In the afternoon, I went flying, then hunting. In Vheshrame, pigeons are plentiful, and, fortunately, not fireproof. I brought a brace of them home, flapping slowly after me from a Ruloc Corpador improvisation. It’s dignified for hunters to carry their catch that way, but not for shoppers to carry theirs. Etiquette is a twisty subject, of which I shall complain further on future days and centuries.” (p. 7)

Classes can be rather exotic:

“Flirtatious Dance is proving to be a good bit of exercise. Not the kind I was hoping for; not yet. The teachers – there are four of them, for it is a rather popular class among the unmarried students – started with a dance to try to scare students out of the class. A traditional Thanish triafrella is a bit of an energetic dance. For a modern flourish, or perhaps for extra humiliation, they made us dance it with apples in our muzzles.
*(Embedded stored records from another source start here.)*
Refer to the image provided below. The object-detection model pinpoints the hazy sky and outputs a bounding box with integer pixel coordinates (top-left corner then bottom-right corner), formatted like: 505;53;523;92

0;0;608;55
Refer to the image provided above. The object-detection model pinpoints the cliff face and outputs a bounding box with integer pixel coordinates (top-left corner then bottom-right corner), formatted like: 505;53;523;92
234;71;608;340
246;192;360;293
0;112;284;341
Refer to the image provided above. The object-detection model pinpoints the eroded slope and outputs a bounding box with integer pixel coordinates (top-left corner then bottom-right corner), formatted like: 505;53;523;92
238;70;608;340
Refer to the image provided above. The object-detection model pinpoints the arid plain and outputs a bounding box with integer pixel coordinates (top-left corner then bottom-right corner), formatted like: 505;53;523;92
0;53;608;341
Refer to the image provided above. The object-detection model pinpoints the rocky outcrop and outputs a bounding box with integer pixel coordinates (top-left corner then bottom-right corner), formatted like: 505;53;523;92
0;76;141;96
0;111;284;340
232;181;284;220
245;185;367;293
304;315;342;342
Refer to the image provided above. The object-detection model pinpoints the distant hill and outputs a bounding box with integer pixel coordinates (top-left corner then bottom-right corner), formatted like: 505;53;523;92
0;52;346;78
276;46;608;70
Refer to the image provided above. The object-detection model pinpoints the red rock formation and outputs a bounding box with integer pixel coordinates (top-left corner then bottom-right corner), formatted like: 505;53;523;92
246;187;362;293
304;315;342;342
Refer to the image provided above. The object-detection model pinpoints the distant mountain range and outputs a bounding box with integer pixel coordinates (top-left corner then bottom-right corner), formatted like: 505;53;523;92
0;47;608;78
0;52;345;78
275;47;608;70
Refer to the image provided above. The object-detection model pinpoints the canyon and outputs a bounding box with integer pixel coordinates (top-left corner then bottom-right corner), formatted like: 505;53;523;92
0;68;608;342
It is hard to flirt properly with an apple in your mouth. It is hard to even pant properly with an apple in your muzzle; the Cani especially were looking rather miserable by the end of the class. I daresay I was looking rather miserable too: not hot of course, it takes a goodly fire to do that, but I’m far and away the smallest person in the class, and they didn’t shrink the set that I have to run around. Yes, run, my hind legs on the floor, my forelegs carrying two glasses of wine, and my wings trying desperately not to tangle anyone’s tail. A proper fool I looked – just like everyone else in the room.” (p. 9)
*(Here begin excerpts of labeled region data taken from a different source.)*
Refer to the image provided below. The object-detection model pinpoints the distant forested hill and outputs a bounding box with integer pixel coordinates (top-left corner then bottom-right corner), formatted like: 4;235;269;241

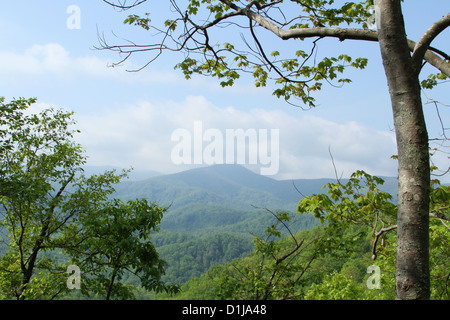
103;165;397;283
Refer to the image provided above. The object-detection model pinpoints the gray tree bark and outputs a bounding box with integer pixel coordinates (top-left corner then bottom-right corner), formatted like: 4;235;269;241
375;0;430;300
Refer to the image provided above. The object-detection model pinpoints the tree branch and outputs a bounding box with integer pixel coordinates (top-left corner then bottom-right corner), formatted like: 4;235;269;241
216;0;450;77
412;13;450;70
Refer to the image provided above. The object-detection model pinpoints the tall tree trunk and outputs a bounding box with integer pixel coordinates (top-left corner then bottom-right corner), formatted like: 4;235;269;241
375;0;430;300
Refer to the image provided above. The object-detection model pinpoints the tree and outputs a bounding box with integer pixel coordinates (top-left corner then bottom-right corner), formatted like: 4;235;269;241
72;199;178;300
100;0;450;299
0;98;176;300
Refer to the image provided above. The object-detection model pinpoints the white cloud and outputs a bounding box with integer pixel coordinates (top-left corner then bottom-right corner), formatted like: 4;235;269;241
0;43;180;83
73;96;396;179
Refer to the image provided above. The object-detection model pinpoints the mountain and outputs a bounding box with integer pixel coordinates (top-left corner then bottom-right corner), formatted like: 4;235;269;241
109;165;396;284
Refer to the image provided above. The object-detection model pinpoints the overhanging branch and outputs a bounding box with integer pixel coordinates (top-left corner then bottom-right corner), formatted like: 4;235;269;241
412;13;450;70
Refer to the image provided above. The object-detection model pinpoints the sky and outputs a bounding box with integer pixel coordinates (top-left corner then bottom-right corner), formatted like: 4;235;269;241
0;0;450;181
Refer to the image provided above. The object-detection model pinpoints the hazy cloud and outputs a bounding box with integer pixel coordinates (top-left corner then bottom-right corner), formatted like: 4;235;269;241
73;96;396;179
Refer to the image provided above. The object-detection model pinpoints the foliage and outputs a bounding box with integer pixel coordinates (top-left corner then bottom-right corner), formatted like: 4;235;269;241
0;98;175;300
167;171;450;300
72;199;177;300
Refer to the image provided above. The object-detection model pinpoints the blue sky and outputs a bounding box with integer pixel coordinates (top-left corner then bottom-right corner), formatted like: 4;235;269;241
0;0;450;179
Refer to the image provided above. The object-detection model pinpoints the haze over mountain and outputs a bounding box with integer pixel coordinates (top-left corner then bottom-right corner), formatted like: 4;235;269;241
109;164;396;233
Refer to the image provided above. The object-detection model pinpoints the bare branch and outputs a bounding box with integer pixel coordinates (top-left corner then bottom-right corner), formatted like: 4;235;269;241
412;13;450;70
51BcQJo7P1LSythyry is rather wordy, as readers will have noticed. This is good in terms of bringing the college to vivid life. And zie’s social life can get especially complex:

“Now for some worrisome questions. Shall I be a mysterious cryptic lizard sage, or shall I date other students? Shall I date full-mammals, or, perhaps, Herethroy? How much physical affection is proper, since there is no-one else of my own species in the city except for my half-sibling? How much is dignified? Or consonant with a potent degree of decorum and mystery?” (p. 10)
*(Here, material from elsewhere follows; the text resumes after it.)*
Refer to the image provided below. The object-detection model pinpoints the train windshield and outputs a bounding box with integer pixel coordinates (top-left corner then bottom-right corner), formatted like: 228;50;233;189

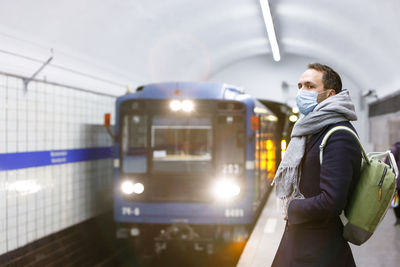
151;115;212;173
Yes, there is sex. Eventually. With a mammal:

“It was warm and awkward. And surprisingly sticky at the end.

And that, O monsters who are reading for prurient interest, is all I have to say about the details.” (pgs. 237-238)

Oh, no, it isn’t. Although zie still leaves out the details. This is a comedy of manners, after all.

There are the nagging letters from parents:

“~Mother~ reminds me to take at least half my classes in magic. To my lips this brings a vast and smoky sigh. I have plenty of time to learn and practice magic – I have neither desire nor impulse nor wish to become a great wizard before mid-Surprise, nor yet by Midwinter’s day next year. I can do it by degrees (and not the kind that Vheshrame Academy grants!) over a century or so! I can work as, I don’t care so much, a banker or a book-seller or some such, and bind spells on the side, or cast them for friends, or whatnot. There ae no lack of fearsomely mighty people in the family as it is. I imagine it would take me ten thousand years to get to where Glikkonen is after only four – even if I studied constantly, he invented some of the basic magical techniques, he bickered with gods – those things don’t happen in the modern world!

~Mother~ has the very best of intentions, I do not doubt that for half a moment, but zie’s half the World Tree’s lifetime old, and I doubt zie’s been out of her amber tower two months since I hatched. Zie can’t really understand modern life, can zie?” (p. 14)

A note on Sythyry’s size:

“Now we have a cat. She is named Pazi-Pazi; her fur is very bright blue; she weighs a bit more than I do. She enjoys stalking me. Fortunately she is not fireproof, so if I stoke my bed well enough she does not molest me there – she lurks on mantelpiece, leering at me hungrily or playfully.

I am not the one that she is supposed to hunt.” (p. 23)

Sythyry’s Journal will immerse you in the exotic world of the World Tree in general, and of Vheshrame Academy and environs, and Sythyry’s experiences there, in particular. Familiarity with the World Tree role-playing game is helpful but not necessary. Readers who want a smaller World Tree novel are recommended to try Bard Bloom’s A Marriage of Insects; it’s only 193 pages.